MU takes a break after latest collapse

Tuesday, November 9, 2004

For frustrated and beleaguered Missouri, it's the perfect time for a break.

The Tigers don't play this weekend, so they're getting away from the game for a few days. Coach Gary Pinkel said Monday there was no temptation to work his team, which blew its third double-digit lead of the season in Saturday's 35-24 loss to Kansas State, as a form of punishment.

Missouri's next game is Nov. 20 against Kansas and Pinkel said the Tigers (4-5, 2-4 Big 12) will have plenty of time to prepare. They also need a breather considering the way their season has gone south, returning to practice on Thursday.

"If you have players who don't care, then you have to take a different stance," Pinkel said on the Big 12 coaches' teleconference. "I just don't feel that way, I don't think that's the right thing to do.

"We played a bunch of close games against good teams and came up short. We're going to fight through it."

Missouri (4-5, 2-4) led 21-0 in the second quarter against Kansas State (4-5, 2-4) before falling apart. Earlier in the year they squandered a 14-0 lead against Troy State and a 17-0 advantage against Oklahoma State.

Wide receiver Thomson Omboga said he saw dread in teammates' eyes as the lead evaporated, but Pinkel didn't know about that. He said it boiled down to making plays.

"We played a very, very good first half and in the second half we didn't play as well," Pinkel said. "The moral of the story is play better."

NORTH TITLE HUNT: Iowa State also is off this week, and coach Dan McCarney is taking a slightly different approach. The Cyclones (5-4, 3-3) are tied for the lead in the North and will practice Tuesday through Thursday before taking the weekend off.

"It's important we get some rest," McCarney said. "We've squeezed about all the energy out of these kids."

Kansas State will try to keep alive its bid for a 12th straight bowl bid, and perhaps even the North division title, this week at Colorado. The Buffaloes (5-4, 2-4) also are in the hunt for the right to play in the Big 12 championship game.

Iowa State and Nebraska (5-4, 3-3) are tied for first and only Kansas (3-6, 1-5) is out of the running. Colorado coach Bill Callahan said he could foresee this considering the change in coaches at Nebraska, heavy player turnover at Kansas State, the Buffaloes' off-field troubles and Missouri's perceived rise.

"I think I saw this one coming back in the summer," Colorado coach Gary Barnett said. "It just felt that way. I sort of thought it was going to be crazy."
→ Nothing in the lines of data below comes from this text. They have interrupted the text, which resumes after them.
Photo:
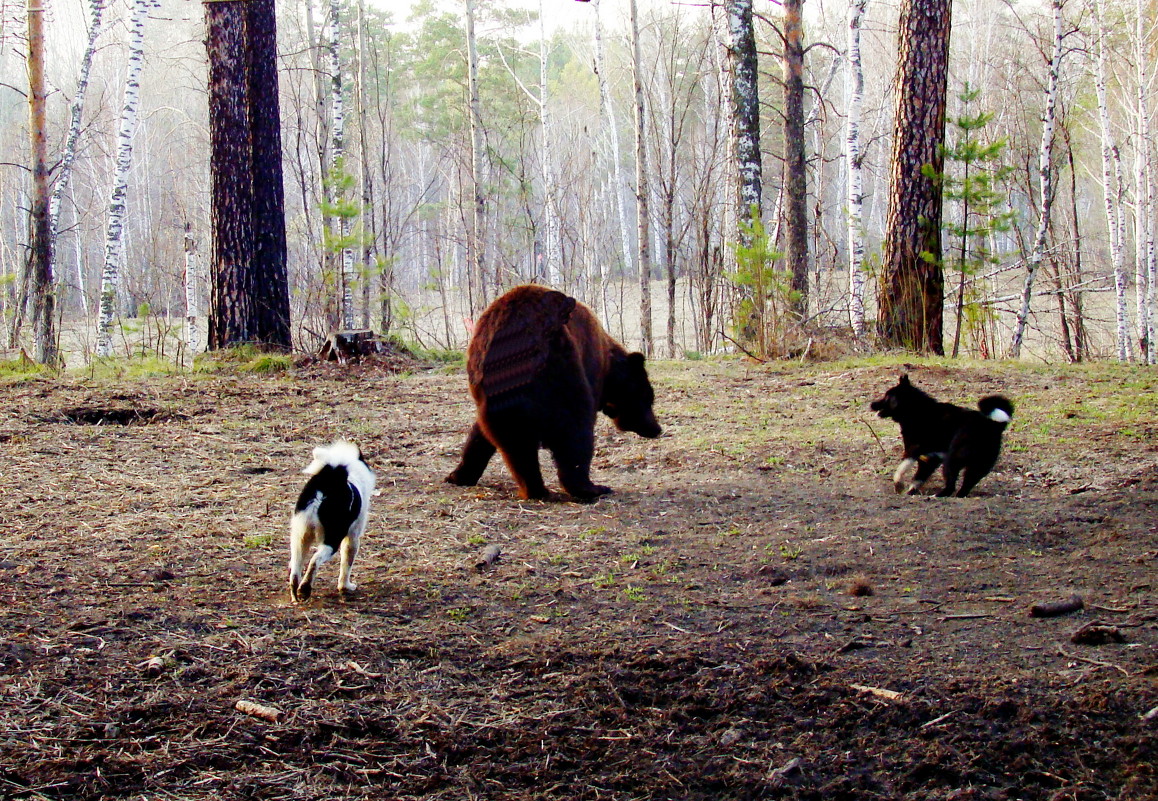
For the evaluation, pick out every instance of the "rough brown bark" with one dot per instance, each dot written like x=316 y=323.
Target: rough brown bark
x=231 y=186
x=249 y=298
x=913 y=285
x=796 y=154
x=270 y=281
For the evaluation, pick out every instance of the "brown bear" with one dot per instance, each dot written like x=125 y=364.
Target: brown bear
x=541 y=368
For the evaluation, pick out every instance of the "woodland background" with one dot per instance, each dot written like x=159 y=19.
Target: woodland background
x=558 y=166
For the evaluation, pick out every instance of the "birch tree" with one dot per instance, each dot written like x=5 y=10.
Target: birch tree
x=75 y=111
x=612 y=133
x=1045 y=181
x=643 y=213
x=338 y=178
x=1111 y=183
x=796 y=155
x=1143 y=193
x=745 y=110
x=114 y=240
x=39 y=249
x=855 y=90
x=475 y=247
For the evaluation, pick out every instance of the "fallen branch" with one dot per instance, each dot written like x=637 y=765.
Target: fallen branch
x=255 y=710
x=877 y=692
x=1057 y=608
x=1096 y=662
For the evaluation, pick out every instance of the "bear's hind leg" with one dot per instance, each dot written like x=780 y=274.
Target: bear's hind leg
x=572 y=460
x=521 y=456
x=476 y=455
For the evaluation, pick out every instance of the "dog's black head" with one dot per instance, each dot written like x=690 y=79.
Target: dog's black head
x=898 y=398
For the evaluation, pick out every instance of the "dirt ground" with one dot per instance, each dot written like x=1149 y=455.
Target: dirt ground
x=753 y=614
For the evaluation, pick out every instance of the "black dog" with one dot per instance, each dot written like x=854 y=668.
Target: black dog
x=966 y=441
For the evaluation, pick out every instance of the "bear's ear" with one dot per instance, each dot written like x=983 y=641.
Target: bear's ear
x=558 y=307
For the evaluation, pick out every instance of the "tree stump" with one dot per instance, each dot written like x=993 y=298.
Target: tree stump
x=346 y=346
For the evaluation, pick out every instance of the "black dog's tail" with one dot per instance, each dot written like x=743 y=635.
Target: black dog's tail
x=997 y=409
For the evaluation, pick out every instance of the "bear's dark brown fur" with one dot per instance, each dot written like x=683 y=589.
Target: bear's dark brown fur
x=541 y=368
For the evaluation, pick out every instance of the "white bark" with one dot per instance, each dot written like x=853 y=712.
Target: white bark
x=855 y=88
x=193 y=311
x=1111 y=188
x=114 y=242
x=475 y=249
x=612 y=130
x=643 y=215
x=1144 y=195
x=1045 y=182
x=554 y=266
x=337 y=164
x=77 y=109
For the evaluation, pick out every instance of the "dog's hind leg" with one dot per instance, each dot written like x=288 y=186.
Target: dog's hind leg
x=300 y=533
x=899 y=482
x=925 y=467
x=346 y=564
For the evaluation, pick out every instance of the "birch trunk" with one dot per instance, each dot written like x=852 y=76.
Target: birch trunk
x=554 y=266
x=193 y=311
x=745 y=109
x=796 y=155
x=1111 y=189
x=1045 y=182
x=114 y=241
x=855 y=90
x=38 y=270
x=337 y=168
x=607 y=112
x=75 y=111
x=643 y=191
x=1144 y=196
x=475 y=247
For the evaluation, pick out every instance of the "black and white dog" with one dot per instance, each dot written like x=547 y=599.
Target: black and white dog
x=331 y=514
x=966 y=441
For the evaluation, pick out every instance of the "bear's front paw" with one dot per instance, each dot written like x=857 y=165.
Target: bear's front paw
x=459 y=480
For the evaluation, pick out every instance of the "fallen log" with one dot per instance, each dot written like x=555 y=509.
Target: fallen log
x=1056 y=608
x=488 y=557
x=255 y=710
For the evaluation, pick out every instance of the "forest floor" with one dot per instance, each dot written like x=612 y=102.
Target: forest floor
x=753 y=614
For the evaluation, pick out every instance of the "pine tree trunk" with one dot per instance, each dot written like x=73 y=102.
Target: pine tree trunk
x=1045 y=182
x=550 y=201
x=796 y=154
x=270 y=283
x=643 y=192
x=913 y=292
x=855 y=88
x=231 y=179
x=114 y=243
x=1111 y=189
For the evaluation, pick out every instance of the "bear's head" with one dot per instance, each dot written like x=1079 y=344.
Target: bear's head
x=628 y=396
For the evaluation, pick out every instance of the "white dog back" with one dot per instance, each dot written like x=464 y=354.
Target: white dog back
x=331 y=513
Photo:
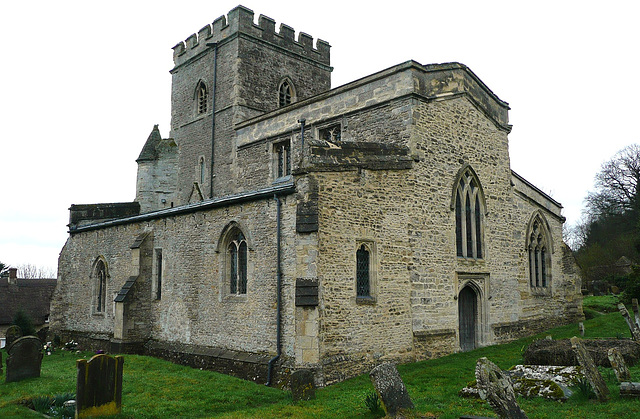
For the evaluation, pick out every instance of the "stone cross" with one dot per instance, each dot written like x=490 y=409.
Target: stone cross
x=392 y=391
x=618 y=365
x=496 y=387
x=24 y=359
x=635 y=332
x=13 y=332
x=99 y=386
x=302 y=385
x=634 y=305
x=590 y=370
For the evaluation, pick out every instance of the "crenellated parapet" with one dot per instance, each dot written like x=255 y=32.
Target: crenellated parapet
x=240 y=20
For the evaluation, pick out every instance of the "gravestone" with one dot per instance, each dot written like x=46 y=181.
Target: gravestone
x=302 y=385
x=628 y=390
x=634 y=305
x=24 y=359
x=618 y=365
x=590 y=370
x=635 y=332
x=392 y=391
x=496 y=387
x=99 y=386
x=13 y=332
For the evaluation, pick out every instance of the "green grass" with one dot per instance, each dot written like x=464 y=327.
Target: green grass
x=601 y=303
x=158 y=389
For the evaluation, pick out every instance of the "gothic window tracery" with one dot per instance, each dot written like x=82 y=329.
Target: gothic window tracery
x=237 y=263
x=469 y=215
x=285 y=93
x=202 y=97
x=100 y=275
x=538 y=249
x=363 y=283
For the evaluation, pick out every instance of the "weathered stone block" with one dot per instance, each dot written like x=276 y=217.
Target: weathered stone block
x=392 y=391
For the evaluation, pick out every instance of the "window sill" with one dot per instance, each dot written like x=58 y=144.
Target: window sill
x=365 y=301
x=541 y=291
x=282 y=179
x=235 y=298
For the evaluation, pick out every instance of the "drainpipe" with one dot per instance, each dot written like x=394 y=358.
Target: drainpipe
x=301 y=122
x=213 y=112
x=278 y=292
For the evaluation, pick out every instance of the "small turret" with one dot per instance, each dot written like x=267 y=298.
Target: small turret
x=157 y=166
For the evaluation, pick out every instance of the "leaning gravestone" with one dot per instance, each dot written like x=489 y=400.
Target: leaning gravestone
x=13 y=332
x=302 y=385
x=495 y=387
x=24 y=359
x=99 y=386
x=618 y=365
x=629 y=390
x=635 y=332
x=392 y=391
x=636 y=314
x=590 y=370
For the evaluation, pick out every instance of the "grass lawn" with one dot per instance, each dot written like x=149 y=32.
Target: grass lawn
x=158 y=389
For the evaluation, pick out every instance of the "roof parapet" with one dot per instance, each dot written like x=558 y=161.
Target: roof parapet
x=240 y=20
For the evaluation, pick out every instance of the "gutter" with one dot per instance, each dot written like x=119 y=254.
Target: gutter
x=213 y=113
x=278 y=293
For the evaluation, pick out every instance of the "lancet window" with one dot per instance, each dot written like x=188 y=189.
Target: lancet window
x=469 y=211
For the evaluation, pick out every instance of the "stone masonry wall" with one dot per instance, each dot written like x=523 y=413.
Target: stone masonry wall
x=195 y=308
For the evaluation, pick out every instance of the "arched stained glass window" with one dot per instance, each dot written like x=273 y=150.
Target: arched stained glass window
x=101 y=286
x=202 y=97
x=469 y=214
x=237 y=263
x=285 y=93
x=538 y=249
x=363 y=282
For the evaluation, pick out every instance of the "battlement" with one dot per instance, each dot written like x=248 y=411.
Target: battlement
x=240 y=20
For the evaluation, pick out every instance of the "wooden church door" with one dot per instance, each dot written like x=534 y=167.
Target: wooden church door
x=467 y=318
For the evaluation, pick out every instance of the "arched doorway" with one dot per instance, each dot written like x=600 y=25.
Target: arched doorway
x=467 y=318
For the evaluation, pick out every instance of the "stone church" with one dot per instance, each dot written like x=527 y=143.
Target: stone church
x=284 y=225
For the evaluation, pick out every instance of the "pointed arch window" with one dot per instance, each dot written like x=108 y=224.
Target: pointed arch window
x=237 y=263
x=539 y=254
x=363 y=283
x=100 y=275
x=202 y=96
x=469 y=214
x=285 y=95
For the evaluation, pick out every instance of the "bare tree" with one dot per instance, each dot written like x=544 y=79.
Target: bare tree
x=617 y=185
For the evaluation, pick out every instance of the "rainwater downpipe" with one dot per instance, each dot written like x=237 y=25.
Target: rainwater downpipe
x=301 y=122
x=278 y=293
x=213 y=112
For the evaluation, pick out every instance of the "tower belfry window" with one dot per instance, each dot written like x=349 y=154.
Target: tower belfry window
x=202 y=96
x=285 y=94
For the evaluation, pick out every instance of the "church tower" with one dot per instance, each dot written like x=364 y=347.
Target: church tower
x=231 y=71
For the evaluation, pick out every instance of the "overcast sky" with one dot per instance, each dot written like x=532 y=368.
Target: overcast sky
x=83 y=82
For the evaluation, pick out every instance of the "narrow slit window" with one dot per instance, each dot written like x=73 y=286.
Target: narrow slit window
x=203 y=97
x=469 y=217
x=363 y=283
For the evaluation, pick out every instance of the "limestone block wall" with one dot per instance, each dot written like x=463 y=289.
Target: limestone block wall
x=195 y=308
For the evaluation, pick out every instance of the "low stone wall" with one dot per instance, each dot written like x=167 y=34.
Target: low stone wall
x=248 y=366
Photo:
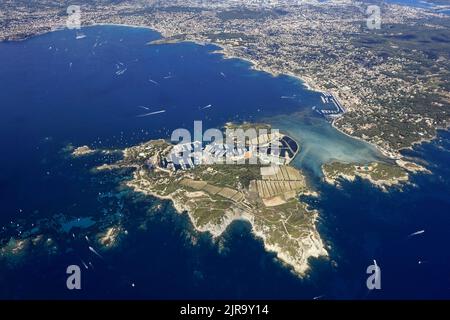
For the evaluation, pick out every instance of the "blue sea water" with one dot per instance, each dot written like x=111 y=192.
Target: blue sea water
x=56 y=90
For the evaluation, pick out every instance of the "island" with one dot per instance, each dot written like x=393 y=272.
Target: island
x=214 y=194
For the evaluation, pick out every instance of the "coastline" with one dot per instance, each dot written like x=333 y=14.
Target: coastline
x=315 y=249
x=306 y=81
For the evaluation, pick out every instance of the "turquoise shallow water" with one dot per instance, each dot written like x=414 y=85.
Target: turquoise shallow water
x=58 y=90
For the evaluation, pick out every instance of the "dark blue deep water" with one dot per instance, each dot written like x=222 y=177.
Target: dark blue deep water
x=56 y=90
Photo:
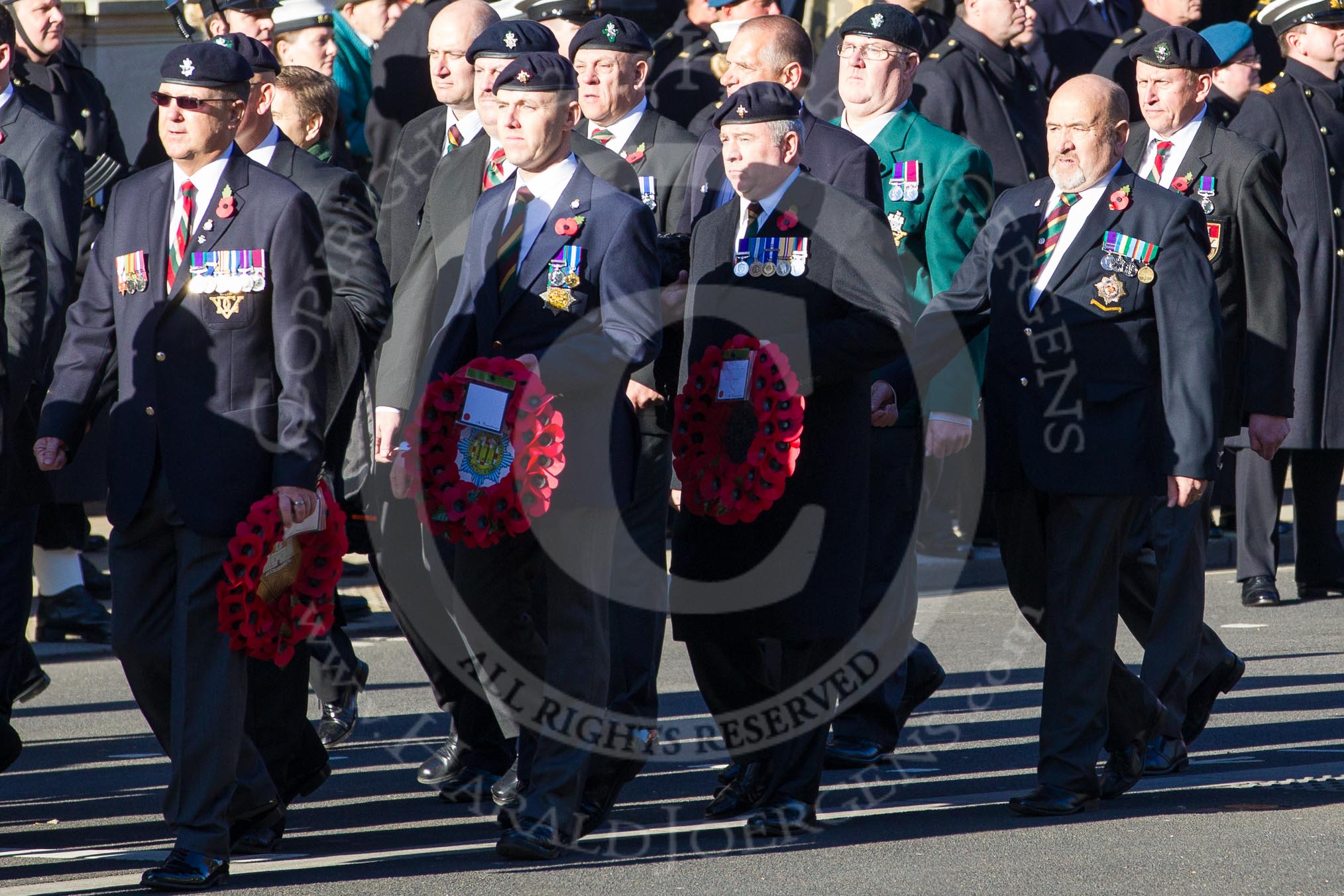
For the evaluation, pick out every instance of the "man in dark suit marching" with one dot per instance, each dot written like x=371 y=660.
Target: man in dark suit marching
x=777 y=48
x=221 y=401
x=840 y=317
x=584 y=339
x=1300 y=117
x=1101 y=390
x=1184 y=148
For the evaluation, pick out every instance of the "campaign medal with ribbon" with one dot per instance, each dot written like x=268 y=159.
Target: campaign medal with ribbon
x=649 y=194
x=1128 y=256
x=905 y=182
x=562 y=278
x=1206 y=194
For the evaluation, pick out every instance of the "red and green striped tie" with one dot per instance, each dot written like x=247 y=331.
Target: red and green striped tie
x=1050 y=233
x=511 y=241
x=178 y=247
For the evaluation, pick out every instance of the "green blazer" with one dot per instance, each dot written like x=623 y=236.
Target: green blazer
x=956 y=190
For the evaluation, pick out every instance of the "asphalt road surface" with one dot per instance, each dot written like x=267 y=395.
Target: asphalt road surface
x=1261 y=811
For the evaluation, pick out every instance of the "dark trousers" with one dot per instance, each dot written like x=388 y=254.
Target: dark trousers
x=1162 y=601
x=1062 y=557
x=569 y=652
x=1260 y=493
x=639 y=573
x=734 y=673
x=402 y=573
x=17 y=528
x=191 y=688
x=895 y=478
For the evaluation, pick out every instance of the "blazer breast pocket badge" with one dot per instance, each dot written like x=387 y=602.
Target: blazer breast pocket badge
x=562 y=278
x=132 y=273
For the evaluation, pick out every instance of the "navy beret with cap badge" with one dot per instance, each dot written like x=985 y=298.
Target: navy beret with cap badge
x=1175 y=47
x=886 y=22
x=758 y=103
x=541 y=72
x=205 y=65
x=612 y=32
x=254 y=52
x=512 y=39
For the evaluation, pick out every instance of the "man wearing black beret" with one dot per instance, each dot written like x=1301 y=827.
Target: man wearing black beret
x=1300 y=117
x=838 y=315
x=559 y=273
x=196 y=451
x=1179 y=145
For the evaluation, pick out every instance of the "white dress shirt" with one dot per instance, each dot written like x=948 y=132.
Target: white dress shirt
x=1078 y=213
x=468 y=125
x=768 y=206
x=205 y=180
x=1176 y=155
x=621 y=128
x=265 y=151
x=546 y=187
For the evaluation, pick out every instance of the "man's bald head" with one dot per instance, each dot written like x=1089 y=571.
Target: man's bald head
x=769 y=48
x=1086 y=129
x=451 y=34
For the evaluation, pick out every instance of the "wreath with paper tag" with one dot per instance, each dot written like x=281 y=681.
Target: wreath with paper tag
x=738 y=430
x=486 y=480
x=280 y=591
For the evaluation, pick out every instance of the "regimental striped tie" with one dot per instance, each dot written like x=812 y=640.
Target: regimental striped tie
x=1050 y=231
x=753 y=225
x=1160 y=162
x=511 y=241
x=494 y=171
x=182 y=233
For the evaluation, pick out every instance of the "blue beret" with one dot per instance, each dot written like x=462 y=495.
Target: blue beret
x=1175 y=47
x=612 y=32
x=547 y=72
x=1227 y=39
x=254 y=52
x=757 y=103
x=205 y=65
x=573 y=10
x=887 y=22
x=511 y=39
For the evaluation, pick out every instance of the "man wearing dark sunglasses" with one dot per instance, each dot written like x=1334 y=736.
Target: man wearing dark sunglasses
x=207 y=293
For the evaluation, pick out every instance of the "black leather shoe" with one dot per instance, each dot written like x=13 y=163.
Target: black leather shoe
x=249 y=829
x=1260 y=591
x=506 y=790
x=529 y=841
x=1199 y=706
x=96 y=581
x=1317 y=590
x=741 y=795
x=10 y=744
x=1166 y=756
x=1048 y=800
x=844 y=752
x=186 y=869
x=784 y=817
x=74 y=612
x=341 y=718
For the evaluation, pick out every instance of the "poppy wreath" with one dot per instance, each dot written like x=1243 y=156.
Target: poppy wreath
x=461 y=511
x=733 y=457
x=268 y=629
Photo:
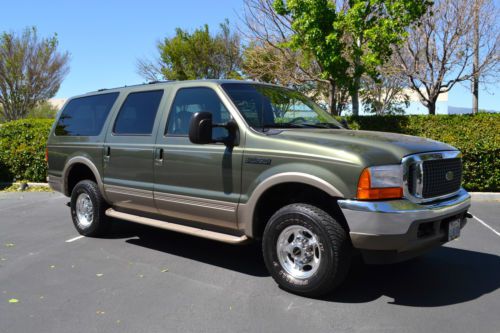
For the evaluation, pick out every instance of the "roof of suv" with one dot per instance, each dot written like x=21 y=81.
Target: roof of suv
x=168 y=83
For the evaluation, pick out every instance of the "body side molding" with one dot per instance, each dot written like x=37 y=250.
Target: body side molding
x=221 y=237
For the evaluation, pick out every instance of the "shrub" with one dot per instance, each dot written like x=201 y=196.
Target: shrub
x=477 y=136
x=22 y=149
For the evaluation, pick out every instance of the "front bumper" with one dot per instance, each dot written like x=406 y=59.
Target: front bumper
x=396 y=230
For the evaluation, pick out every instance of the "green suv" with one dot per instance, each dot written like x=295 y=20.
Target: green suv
x=237 y=161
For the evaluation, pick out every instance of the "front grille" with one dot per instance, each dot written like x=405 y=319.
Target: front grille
x=441 y=177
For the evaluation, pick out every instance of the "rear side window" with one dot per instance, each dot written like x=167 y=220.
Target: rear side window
x=138 y=112
x=85 y=116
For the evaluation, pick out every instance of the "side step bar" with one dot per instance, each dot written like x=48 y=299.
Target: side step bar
x=178 y=228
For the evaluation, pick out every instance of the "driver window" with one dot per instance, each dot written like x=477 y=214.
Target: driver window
x=191 y=100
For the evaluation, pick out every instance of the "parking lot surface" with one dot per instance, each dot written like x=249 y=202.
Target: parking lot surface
x=141 y=279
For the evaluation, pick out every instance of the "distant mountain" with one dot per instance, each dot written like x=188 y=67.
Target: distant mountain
x=460 y=110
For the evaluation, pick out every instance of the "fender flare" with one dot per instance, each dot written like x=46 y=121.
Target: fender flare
x=88 y=163
x=246 y=211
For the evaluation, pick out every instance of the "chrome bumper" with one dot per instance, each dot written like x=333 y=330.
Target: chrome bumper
x=393 y=224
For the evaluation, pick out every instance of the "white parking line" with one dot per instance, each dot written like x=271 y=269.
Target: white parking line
x=486 y=225
x=74 y=239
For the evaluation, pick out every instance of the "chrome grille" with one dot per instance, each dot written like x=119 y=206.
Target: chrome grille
x=430 y=176
x=441 y=177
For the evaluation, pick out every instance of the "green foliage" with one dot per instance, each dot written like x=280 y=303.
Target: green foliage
x=22 y=149
x=477 y=136
x=352 y=39
x=22 y=144
x=31 y=71
x=199 y=55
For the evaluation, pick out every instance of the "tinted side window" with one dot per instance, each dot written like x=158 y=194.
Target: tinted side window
x=138 y=112
x=191 y=100
x=85 y=116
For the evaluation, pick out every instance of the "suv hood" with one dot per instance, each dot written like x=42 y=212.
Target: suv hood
x=374 y=146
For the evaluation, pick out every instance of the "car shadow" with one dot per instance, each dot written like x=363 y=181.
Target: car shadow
x=442 y=277
x=246 y=259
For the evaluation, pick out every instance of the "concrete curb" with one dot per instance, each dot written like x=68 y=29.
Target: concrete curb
x=485 y=195
x=29 y=184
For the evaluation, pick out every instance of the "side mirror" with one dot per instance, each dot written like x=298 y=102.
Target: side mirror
x=200 y=128
x=344 y=123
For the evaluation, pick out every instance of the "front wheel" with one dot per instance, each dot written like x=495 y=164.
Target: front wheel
x=306 y=250
x=88 y=209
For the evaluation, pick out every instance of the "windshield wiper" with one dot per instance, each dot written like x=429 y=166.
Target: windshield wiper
x=322 y=125
x=283 y=125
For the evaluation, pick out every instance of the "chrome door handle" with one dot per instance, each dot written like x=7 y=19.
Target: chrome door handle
x=159 y=156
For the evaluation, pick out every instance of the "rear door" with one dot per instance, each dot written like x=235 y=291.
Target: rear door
x=128 y=151
x=194 y=182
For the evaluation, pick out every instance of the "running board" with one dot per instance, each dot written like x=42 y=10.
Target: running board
x=221 y=237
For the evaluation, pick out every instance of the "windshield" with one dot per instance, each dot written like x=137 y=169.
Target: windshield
x=266 y=107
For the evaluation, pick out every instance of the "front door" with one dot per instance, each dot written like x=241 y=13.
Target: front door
x=195 y=182
x=128 y=152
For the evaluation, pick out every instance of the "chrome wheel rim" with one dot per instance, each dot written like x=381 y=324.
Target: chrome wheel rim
x=84 y=210
x=298 y=251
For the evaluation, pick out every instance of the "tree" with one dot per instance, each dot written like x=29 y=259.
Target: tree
x=386 y=94
x=197 y=55
x=439 y=51
x=31 y=71
x=270 y=58
x=42 y=110
x=351 y=38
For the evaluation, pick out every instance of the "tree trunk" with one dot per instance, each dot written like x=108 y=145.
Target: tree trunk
x=431 y=106
x=355 y=102
x=475 y=66
x=355 y=96
x=332 y=98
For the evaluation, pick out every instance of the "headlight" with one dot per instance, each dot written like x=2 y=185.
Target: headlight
x=381 y=182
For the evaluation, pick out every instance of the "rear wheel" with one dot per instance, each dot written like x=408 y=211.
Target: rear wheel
x=88 y=209
x=306 y=250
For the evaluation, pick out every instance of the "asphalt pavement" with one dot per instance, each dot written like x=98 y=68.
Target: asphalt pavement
x=142 y=279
Callahan said the task this week will be seeking consistency.

"Kansas State is fighting for their lives, much like we're fighting for ours," Callahan said. "I think our challenge as a young team is can we maintain some continuity, can we avoid the peaks and valleys that come with being young and not doing everything right?"

BIG COMEBACK: The best comeback in the Big 12 on Saturday belonged to No. 6 Texas (8-1, 5-1), which trailed Oklahoma State by 28 points at halftime before rallying to win 56-35.

"We changed momentum completely," coach Mack Brown said. "We just played two completely different ballgames. I thought Oklahoma State (6-3, 3-3) played the same in the second half, but we just played so much better."

What the comeback does for the team's bowl prospects is unclear. Brown has learned from experience not to expect anything.

"Who knows with the BCS?" Brown said. "I think our team understands that the system is in place for conference champions. I told the guys, all you can do is keep winning, and if you're not in the BCS that's not your fault."

ONE FOR THE ROAD?: Baylor (3-6, 1-5) would be happy with a win on the road this weekend at Oklahoma State. The Bears have lost 35 straight conference road games.

During his playing career, coach Guy Morriss said he liked life on the road. When he played for the Eagles he remembered the home crowd throwing batteries at them.

"I used to love to go places where they spit on you and dog-cussed you," Morris said. "You'd better learn how to deal with that. There's no safe environment."

Especially not Oklahoma on Saturday, where the Sooners will have a chance to wrap up the South. This will be new Nebraska coach Bill Callahan's first shot at one of the top college rivalries, although he said it's not the same now that the teams are in opposite divisions and don't play every year.

"I've followed it quite a bit and it's one I respect," Callahan said. "But I've always looked at competition as faceless objects. Our focus this week is just to try to improve our team and really tighten down our screws in terms of preparation."